Everything I stitched on Saturday, I had to frog. Apparently . . . 221 and 355 look a lot alike when I am tired. Can we say I was quite annoyed with myself ? Stitching time is so precious to me now, and having to redo it, arrgghhh.
It's too bad we can't just frog out all the problems in our lives. I know I haven't been posting too much, less than I should be, really. In addition to Babygirl, who is asleep by 9 every night, we've been dealing with some other issues that, quite honestly, scare me. Not health-related, but imposing none the less. We may be looking at moving in the next year, unless things radically improve for Left-brain's business, and I don't know if that is going to happen. I am trying to help as best I can; I don't have brawn, but I do have the good brain God gave me, and those marketing skills I learned in my college arts admin classes, and I spend enough time on the computer that I am using that dubious talent, but I don't know if that is enough. I don't want to leave our house, I especially don't want to pull Kaydence out of her school, but if it has to be that way, it has to be. I keep reminding myself that, as long as we have our health, we can get more things later on. Heck, wasn't it too weeks ago I was complaining about having more things than space to put them?

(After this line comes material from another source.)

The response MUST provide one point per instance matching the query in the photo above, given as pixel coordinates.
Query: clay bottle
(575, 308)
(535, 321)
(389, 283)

I hesitated posting this, since it is personal, but . . . I know we're not alone, and I know we didn't get here because we're stupid or lazy, and so what good would having shame about the issue do? I just have to take it one day at a time, and keep going. I've done that before. I tell you what, though, if we come through Hell without the Devil even knowing we're there, or at least barely noticing us, I'm not letting this happen again.